3. Weinbergbesitzer stehen exemplarisch für die Einflussreichen und Verantwortlichen in der Gesellschaft. Wenn sie ihre Verantwortung für die Gesamtheit nicht wahrnehmen, wird das an den Erträgen ihrer Weinberge sichtbar werden: Wer «die Gerechtigkeit zu Boden schlägt», wird den Wein aus den eigenen prächtigen Weinbergen nicht trinken (Am 5,11, vgl. Mi 6,15); Wer «Haus an Haus reiht und Feld an Feld» fügt, bis kein Platz mehr da ist», dessen Weinberg wird nur geringen Ertrag bringen (Jes 5,10).

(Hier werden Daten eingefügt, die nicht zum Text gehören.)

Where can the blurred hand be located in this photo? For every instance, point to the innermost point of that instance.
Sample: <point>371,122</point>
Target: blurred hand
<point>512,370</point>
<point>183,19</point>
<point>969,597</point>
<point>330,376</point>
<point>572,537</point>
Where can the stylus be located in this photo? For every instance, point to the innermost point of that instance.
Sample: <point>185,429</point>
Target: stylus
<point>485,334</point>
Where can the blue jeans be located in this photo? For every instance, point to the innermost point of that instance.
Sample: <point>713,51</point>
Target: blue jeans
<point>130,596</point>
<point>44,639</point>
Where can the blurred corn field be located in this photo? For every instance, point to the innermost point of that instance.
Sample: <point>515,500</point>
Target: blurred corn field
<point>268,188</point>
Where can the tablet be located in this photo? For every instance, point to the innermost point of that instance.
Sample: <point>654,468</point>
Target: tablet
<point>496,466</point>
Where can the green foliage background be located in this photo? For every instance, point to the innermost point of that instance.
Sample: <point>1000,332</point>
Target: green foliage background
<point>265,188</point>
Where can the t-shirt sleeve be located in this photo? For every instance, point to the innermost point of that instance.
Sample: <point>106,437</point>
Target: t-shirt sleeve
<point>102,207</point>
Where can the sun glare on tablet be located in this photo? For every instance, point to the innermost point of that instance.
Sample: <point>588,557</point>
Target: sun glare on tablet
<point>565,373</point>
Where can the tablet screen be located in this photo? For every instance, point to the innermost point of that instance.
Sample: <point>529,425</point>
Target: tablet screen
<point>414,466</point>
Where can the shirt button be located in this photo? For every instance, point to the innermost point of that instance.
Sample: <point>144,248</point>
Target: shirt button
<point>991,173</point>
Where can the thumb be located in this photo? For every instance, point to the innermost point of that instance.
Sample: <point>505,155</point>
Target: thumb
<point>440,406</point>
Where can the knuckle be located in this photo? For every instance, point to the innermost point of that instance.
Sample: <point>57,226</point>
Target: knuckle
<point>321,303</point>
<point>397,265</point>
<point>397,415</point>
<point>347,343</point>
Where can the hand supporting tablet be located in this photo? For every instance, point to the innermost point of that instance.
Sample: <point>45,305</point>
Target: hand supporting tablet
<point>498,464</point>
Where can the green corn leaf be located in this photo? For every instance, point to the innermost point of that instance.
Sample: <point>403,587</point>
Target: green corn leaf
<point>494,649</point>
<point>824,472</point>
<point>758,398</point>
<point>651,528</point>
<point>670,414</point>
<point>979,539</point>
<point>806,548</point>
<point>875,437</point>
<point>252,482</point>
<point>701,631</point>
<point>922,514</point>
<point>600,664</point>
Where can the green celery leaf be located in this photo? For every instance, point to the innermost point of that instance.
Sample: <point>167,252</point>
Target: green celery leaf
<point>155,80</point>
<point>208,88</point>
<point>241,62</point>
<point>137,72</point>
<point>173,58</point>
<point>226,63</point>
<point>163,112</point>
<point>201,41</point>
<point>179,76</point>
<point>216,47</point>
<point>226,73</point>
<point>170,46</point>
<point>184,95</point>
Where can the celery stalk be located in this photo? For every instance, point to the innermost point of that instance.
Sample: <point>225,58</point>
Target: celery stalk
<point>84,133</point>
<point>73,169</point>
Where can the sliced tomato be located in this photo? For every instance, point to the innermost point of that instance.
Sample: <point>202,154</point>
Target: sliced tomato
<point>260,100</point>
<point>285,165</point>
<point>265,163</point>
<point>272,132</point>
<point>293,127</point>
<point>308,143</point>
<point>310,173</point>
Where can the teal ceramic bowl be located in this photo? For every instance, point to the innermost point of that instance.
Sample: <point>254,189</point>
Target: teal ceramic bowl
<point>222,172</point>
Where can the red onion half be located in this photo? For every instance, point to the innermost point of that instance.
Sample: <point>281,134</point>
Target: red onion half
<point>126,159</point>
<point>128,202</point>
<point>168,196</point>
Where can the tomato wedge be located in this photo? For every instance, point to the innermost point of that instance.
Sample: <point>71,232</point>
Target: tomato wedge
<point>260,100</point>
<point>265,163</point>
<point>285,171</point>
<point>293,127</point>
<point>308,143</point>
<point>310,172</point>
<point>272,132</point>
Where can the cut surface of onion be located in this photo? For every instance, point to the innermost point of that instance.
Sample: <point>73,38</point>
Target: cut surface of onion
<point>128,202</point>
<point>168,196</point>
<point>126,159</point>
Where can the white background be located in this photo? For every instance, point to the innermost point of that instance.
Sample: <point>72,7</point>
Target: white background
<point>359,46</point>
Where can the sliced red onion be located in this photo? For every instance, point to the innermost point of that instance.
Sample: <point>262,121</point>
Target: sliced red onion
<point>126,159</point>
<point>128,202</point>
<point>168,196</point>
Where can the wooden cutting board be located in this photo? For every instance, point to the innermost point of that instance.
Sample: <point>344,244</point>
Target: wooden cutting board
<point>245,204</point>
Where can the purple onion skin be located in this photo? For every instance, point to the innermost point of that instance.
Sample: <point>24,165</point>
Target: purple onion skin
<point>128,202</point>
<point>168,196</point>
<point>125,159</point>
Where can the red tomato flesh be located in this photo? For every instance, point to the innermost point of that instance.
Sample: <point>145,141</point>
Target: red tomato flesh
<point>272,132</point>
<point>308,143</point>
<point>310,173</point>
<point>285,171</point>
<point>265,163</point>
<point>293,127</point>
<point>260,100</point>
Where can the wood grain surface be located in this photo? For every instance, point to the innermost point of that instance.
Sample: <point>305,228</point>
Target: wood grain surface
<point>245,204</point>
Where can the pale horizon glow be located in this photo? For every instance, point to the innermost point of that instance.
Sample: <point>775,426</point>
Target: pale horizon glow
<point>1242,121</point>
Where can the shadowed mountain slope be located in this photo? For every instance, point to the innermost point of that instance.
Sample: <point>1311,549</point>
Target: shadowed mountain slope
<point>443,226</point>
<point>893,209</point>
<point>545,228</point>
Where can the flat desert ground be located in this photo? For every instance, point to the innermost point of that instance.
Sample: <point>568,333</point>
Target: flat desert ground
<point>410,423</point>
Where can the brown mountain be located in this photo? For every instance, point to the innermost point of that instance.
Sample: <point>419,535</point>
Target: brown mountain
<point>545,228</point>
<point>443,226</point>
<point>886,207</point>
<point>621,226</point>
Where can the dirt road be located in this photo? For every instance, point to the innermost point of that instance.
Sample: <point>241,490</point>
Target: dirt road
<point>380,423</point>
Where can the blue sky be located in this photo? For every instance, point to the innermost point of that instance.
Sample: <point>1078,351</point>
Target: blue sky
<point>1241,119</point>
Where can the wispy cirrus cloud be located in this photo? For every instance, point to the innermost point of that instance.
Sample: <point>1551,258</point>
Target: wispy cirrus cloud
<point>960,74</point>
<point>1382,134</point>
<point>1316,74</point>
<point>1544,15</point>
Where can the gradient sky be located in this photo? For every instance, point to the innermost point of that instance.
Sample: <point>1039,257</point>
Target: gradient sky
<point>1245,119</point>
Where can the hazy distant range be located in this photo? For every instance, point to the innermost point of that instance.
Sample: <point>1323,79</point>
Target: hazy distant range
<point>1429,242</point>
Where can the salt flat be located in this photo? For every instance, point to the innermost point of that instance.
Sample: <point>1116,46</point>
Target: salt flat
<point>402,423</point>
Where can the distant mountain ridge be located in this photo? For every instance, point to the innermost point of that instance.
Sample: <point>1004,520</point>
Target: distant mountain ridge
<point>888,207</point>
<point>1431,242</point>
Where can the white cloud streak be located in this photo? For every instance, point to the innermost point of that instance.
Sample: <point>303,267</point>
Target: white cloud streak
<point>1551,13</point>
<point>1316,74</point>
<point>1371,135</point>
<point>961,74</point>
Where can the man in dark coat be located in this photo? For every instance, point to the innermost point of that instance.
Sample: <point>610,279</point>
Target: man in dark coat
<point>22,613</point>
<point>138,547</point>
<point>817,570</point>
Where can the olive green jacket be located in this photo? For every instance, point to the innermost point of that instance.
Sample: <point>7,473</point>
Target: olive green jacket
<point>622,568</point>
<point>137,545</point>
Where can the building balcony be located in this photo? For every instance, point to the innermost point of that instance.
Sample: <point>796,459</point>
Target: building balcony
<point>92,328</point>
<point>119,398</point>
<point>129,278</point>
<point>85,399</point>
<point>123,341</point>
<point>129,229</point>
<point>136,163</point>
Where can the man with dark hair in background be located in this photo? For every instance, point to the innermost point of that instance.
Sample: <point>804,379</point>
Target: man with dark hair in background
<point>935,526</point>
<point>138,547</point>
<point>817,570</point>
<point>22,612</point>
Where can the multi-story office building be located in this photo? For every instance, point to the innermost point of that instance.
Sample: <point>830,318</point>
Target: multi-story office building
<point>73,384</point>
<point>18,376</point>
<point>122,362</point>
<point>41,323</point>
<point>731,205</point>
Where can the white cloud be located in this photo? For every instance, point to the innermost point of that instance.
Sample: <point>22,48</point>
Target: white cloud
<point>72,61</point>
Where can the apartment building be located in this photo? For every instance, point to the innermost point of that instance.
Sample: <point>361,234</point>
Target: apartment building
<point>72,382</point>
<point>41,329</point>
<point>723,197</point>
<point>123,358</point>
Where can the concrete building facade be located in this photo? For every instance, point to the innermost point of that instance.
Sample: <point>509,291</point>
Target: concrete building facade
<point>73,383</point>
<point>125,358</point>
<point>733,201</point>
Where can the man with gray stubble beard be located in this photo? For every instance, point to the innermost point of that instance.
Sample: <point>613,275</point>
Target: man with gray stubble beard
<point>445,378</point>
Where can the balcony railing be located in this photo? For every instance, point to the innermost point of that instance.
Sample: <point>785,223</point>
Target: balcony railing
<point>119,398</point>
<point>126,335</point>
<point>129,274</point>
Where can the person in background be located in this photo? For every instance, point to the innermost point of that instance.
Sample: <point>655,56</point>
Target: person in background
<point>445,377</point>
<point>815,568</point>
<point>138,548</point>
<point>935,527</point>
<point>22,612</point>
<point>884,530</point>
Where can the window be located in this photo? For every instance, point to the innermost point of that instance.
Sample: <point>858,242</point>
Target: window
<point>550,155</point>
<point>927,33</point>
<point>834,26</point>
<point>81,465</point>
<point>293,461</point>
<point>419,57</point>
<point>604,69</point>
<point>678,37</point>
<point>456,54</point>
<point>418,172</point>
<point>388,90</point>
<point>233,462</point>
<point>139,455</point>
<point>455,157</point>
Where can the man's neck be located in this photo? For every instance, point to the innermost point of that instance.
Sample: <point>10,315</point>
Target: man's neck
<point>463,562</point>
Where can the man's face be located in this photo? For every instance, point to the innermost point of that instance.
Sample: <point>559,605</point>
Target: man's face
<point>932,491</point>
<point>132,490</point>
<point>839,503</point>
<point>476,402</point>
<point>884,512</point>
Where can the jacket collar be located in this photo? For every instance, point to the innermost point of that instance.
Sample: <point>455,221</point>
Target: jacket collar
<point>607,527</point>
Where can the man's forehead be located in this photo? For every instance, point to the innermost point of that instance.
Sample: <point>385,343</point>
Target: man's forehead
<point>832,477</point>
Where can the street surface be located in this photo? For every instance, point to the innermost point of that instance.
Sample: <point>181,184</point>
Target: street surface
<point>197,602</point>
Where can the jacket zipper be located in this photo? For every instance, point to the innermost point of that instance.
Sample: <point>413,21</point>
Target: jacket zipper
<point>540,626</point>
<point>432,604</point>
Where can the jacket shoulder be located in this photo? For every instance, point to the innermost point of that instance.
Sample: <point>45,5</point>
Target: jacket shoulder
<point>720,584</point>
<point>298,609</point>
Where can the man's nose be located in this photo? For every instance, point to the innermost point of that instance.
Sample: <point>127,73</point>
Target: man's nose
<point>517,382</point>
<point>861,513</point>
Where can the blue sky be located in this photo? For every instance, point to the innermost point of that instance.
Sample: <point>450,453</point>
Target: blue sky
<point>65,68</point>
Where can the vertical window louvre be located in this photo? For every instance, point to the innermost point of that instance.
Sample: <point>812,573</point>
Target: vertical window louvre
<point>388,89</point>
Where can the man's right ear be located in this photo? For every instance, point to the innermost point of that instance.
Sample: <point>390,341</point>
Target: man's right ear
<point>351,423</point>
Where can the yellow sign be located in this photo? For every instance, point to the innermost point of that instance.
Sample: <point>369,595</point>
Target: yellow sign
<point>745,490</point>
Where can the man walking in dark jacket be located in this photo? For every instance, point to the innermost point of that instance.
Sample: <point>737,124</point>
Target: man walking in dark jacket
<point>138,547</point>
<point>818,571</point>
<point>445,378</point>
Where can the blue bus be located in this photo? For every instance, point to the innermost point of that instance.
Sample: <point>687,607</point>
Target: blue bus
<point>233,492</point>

4. Dass Menschen Reben pflanzen und Weingärten anlegen, ist Ausdruck des rettenden und segnenden Wirkens Gottes (2 Kön 19,29; Ps 107,37; Jer 31,5, Joel 2,22 und Am 9,14); der Weinberg wird zum Bild der Verheissung; in Jer 32 wird die Verheissung («man wird wieder Häuser, Äcker und Weinberge kaufen in diesem Land») in eine prophetische Zeichenhandlung, eben den Kauf eines Ackers umgesetzt; darin liegt aber auch sozialer Konfliktstoff verborgen: Jes 61,5 sieht vor, dass Ausländer als Winzer bereitstehen, die die anstrengende Arbeit tun; und in der Verheissung von Jes 62,8–9, die sich auf Israel und feindliche Völker bezieht – «wer den Wein geerntet hat, soll ihn auch trinken in den Vorhöfen meines Heiligtums» –, liegt sozialer Sprengstoff; die messianische Verheissung von Sach 3,10 («an jenem Tag werdet ihr einander einladen unter Weinstock und Feigenbaum» ), weist vielleicht einen friedlichen Weg aus den Konflikten.

5. Israel ist der Weinstock Gottes. Gott hat ihn in Ägypten ausgehoben und im verheissenen Land angepflanzt (Ps 80,9–10); mit dem Bild verbinden sich Grossmachtphantasien: «Seine Ranken trieb er bis zum Meer, seine Schösslinge bis zum Euphrat» (80,12); Jesaja nimmt das Bild mehrfach auf: in 1,8 gleicht Zion einer verlassenen Hütte im Weinberg; in 3,14 werden die Ältesten und Fürsten angeklagt, weil sie den Weinberg (das Volk, die Armen) ausgeplündert haben; in den beiden Weinberg-Liedern (5,1–7 und 27,2–6) ist das Bild einmal als Kritik und Drohung, einmal als Zusage gestaltet, bei anderen Propheten dominiert Ersteres (vgl. Jer 2,21; 5,10; 6,9, 8,13; Hos 10,1; Ez 15 und 17), in Jer 12,10 wird allerdings stark die Trauer Gottes über seinen verwüsteten Weinberg spürbar.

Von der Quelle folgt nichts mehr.